New York-based banking giant Citigroup has reportedly developed a product which could reduce the risk hedge funds and asset management firms are exposed to when they invest in cryptocurrencies. According to the Business Insider, the instrument which was jointly developed by Citigroup’s depository receipts services team and the capital markets origination team is known as Digital Asset Receipt (DAR).
While Citigroup will issue the DAR, a custodian will be responsible for holding the cryptocurrency assets. Upon issuing the receipt, Wall Street clearing and settlement services firm Depository Trust & Clearing Corp will then be informed by the financial giant. This is expected to offer legitimacy to the fledgling asset class as well as provide investors with a new way of tracking an investment within a familiar system.
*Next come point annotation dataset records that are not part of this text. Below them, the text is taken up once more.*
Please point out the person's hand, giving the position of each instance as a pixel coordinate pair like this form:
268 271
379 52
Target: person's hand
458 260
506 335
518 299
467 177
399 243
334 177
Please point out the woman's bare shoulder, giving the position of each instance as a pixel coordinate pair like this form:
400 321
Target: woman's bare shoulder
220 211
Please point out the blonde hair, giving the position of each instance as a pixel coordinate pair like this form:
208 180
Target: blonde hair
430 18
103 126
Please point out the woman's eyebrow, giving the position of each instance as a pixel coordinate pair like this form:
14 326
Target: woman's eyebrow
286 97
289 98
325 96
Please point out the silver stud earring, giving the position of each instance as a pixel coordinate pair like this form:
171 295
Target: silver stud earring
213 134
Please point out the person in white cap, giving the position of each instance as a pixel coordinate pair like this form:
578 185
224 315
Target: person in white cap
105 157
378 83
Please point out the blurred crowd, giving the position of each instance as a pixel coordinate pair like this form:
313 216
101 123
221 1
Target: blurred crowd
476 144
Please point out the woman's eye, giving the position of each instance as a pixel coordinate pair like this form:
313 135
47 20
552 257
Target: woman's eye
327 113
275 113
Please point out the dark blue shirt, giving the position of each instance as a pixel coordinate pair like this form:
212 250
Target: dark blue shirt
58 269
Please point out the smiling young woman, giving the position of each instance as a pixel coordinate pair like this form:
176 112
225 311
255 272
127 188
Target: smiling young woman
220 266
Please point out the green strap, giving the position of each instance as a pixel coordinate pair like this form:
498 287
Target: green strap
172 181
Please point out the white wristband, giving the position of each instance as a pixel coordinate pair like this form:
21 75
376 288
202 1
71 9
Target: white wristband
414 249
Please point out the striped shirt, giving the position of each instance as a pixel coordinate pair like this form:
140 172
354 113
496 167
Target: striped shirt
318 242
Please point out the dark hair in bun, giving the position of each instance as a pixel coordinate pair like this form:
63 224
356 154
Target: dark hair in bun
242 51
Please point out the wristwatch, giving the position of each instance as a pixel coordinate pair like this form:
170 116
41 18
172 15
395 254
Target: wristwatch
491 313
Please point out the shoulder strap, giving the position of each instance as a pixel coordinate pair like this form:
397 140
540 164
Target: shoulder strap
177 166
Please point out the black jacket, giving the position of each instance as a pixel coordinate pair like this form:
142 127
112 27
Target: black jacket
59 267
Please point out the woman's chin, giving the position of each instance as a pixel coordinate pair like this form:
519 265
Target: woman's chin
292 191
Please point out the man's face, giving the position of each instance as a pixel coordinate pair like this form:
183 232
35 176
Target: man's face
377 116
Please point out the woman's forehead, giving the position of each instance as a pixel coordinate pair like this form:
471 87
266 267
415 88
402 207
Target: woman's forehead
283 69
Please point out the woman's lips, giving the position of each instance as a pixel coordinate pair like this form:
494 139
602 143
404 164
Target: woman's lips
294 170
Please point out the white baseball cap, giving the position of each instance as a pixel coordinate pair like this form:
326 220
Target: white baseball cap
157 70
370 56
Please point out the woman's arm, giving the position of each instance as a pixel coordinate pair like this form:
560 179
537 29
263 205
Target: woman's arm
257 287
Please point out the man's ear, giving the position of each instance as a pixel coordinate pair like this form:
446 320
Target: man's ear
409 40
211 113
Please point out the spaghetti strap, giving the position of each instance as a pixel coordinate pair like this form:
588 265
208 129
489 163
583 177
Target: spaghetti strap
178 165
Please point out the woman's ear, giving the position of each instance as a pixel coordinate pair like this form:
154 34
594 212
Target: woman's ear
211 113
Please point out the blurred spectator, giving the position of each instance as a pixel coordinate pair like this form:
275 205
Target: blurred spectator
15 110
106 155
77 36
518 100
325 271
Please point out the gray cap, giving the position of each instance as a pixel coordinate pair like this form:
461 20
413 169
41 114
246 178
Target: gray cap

DAR works in a similar way to the American Depository Receipt (ADR) which allows investors in the United States to own foreign stocks that are not traded on domestic exchanges. With the ADR, U.S. citizens and residents are able to invest in foreign stocks where a bank acts as a custodian while the investors issued with a depository receipt. Having started issuing ADRs around nine decades ago, Citigroup is now one of the biggest issuers of American Depository Receipts in the world.
However, no information is available regarding when the crypto product will be launched by Citigroup. It is also not clear how regulators would view the instrument especially coming after several bitcoin exchanged-traded funds (ETFs) offered by ProShares, Direxion and GraniteShares companies, as well as by Winklevoss brothers, were rejected by the U.S. Securities and Exchange Commission (SEC).